27/07/2026 | Attualità, Notizie in evidenza

Le famiglie dei bambini iscritti all’Asilo Nido Montessori “Santa Lucia” di Rieti hanno diffuso una lettera aperta indirizzata al vescovo mons. Vito Piccinonna, al sindaco Daniele Sinibaldi, all’Opera Nazionale Montessori e alla cittadinanza per denunciare l’improvvisa decisione di non riaprire il servizio da settembre 2026.
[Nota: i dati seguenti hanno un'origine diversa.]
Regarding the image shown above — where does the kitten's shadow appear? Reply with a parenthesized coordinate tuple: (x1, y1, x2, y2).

I genitori raccontano di aver iscritto i propri figli tra febbraio e giugno, firmando i contratti e scegliendo consapevolmente il nido per il progetto educativo offerto. Solo il 15 luglio, però, è stata comunicata la chiusura della struttura, una decisione che ha lasciato decine di famiglie senza un servizio essenziale a poche settimane dall’inizio dell’anno scolastico.

Nella lettera viene evidenziato soprattutto la grave difficoltà vissuta dai genitori di bambini molto piccoli, che in piena estate si sono trovati a dover cercare un nuovo asilo in una città dove i posti disponibili sono ormai limitati. Molti rischiano di non riuscire a conciliare il rientro al lavoro con la cura dei figli, mentre i bambini perdono improvvisamente il loro ambiente educativo e le figure di riferimento, vedendosi costretti ad affrontare nuovi inserimenti e ulteriori cambi di struttura in pochi mesi.

Dopo un primo incontro, durante il quale i genitori hanno chiesto di mantenere il servizio attivo almeno per un altro anno, il 22 luglio è stata avanzata una proposta di apertura limitata fino a dicembre e senza lo storico personale educativo. Una soluzione che le famiglie giudicano insufficiente, perché costringerebbe i bambini ad affrontare un nuovo inserimento a gennaio, interrompendo nuovamente il percorso educativo e creando ulteriori difficoltà organizzative per i genitori.

Le famiglie esprimono inoltre solidarietà alle educatrici, che, secondo quanto riferito, avrebbero ricevuto la comunicazione del licenziamento senza preavviso, e chiedono al vescovo una riflessione sul piano etico, all’Opera Montessori di vigilare sul rispetto dei principi educativi e al Comune di non sottovalutare una vicenda che, oltre ai lavoratori coinvolti, mette in seria difficoltà molte famiglie con figli in età da nido.